Seide.id- Sebanyak apapun harta yang kita kumpulkan. Setinggi prestasi atau jabatan apapun yang kita raih. Semua itu tidak ada artinya, jika dibandingkan dengan keselamatan jiwa.
Ya, keselamatan jiwa itu prioritas pertama dan utama, jika dibanding dengan kebendaan yang bersifat duniawi. Bukan popularitas, tahta, maupun harta dunia. Melainkan keselamatan jiwa adalah puncak kebahagiaan sejati.
Ketika kita diingatkan keselamatan jiwa, itu adalah anugerah Allah agar kita sadar diri.

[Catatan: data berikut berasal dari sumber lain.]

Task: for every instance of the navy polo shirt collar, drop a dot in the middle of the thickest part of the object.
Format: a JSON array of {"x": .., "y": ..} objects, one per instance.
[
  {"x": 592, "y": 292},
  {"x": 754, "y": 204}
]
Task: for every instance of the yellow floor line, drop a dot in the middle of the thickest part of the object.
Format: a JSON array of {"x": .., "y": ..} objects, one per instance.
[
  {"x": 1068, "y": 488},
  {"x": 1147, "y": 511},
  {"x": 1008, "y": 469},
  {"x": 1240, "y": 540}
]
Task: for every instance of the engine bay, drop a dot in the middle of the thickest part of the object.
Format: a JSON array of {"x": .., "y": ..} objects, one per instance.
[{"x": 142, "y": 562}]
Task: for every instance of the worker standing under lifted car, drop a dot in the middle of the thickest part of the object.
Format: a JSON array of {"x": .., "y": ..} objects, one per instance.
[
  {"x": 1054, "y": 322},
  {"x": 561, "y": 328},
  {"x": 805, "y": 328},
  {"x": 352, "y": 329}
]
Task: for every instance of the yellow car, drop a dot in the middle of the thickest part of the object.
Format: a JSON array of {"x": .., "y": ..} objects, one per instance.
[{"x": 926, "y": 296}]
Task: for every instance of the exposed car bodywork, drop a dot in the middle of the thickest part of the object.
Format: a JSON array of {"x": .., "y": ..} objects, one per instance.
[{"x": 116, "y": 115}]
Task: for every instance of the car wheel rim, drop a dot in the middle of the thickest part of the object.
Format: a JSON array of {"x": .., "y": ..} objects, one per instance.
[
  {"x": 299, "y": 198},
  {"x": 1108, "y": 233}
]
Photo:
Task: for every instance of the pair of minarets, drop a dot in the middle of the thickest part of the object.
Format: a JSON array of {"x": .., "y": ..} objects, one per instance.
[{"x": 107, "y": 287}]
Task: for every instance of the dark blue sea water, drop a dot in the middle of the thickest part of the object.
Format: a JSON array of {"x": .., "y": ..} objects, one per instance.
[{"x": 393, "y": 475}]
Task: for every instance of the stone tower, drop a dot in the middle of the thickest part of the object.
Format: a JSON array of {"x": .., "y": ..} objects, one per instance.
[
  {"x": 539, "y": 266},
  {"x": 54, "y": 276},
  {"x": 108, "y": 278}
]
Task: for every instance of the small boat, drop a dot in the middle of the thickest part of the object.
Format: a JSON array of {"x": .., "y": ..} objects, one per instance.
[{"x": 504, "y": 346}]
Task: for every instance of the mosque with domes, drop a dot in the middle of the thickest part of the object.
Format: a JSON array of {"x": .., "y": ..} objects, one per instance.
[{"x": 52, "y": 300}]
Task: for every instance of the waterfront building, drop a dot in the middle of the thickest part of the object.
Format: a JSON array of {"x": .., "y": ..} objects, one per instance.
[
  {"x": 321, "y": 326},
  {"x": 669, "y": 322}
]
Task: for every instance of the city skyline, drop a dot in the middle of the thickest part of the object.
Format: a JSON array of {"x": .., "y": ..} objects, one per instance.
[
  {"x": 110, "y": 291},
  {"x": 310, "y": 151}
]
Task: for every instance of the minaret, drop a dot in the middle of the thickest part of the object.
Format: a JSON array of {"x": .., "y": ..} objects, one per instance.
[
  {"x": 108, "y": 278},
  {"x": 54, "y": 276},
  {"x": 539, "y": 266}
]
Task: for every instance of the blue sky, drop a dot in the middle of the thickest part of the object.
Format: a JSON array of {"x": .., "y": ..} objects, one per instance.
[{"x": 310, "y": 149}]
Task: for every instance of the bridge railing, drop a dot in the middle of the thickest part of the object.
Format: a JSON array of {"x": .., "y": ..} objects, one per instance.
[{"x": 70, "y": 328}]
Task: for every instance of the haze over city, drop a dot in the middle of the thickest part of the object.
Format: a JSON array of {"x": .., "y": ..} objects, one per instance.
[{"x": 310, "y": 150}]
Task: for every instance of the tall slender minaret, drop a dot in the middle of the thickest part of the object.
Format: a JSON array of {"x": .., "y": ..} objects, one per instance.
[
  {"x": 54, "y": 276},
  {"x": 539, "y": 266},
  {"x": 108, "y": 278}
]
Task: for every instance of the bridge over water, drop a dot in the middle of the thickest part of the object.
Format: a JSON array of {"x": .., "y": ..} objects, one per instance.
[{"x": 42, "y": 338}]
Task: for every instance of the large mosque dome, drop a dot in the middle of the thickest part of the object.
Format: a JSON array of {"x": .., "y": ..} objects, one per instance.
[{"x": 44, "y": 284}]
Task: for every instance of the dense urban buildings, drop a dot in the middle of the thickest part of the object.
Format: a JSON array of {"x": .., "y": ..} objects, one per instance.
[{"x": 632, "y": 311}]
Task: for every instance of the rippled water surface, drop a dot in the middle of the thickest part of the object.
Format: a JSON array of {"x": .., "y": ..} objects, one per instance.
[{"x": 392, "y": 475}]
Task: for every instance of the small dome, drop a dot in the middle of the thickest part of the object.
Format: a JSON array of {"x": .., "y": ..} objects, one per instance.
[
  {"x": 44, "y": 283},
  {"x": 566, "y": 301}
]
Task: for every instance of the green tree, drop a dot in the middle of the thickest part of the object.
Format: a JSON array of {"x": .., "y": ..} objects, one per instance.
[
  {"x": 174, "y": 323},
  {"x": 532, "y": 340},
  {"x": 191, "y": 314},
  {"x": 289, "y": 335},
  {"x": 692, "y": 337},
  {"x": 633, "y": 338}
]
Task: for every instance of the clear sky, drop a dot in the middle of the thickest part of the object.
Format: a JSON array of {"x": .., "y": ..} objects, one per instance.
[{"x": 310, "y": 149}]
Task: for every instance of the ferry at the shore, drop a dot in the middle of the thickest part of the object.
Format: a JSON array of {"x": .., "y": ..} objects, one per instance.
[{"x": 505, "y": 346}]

Allah yang setia menyapa dan rindukan umat-Nya agar kita bahagia.
Di usia yang belum genap 30 tahun, saya seperti disadarkan, ketika dalam suatu kunjungan tugas sosial ke rumah seorang Oma yang tinggal berdua dengan pembatunya.
Oma itu tinggal di lingkungan elite, dan anak-anaknya sukses. Bahkan kedua orang anaknya yang tinggal di luar negeri mempunyai usaha sendiri. Kenapa Oma tidak tinggal bersama anaknya?
Ternyata, Oma yang terbiasa hidup mandiri itu tidak ingin merepoti anak-anak atau cucunya. Menurut Oma, hidup ikhlas itu tidak menuntut, tapi suatu kesadaran pribadi untuk saling menghargai dan menghormati. Bahkan, jika Oma itu tidak kuat lagi, ia rela tinggal di rumah jompo, dan ikhlas.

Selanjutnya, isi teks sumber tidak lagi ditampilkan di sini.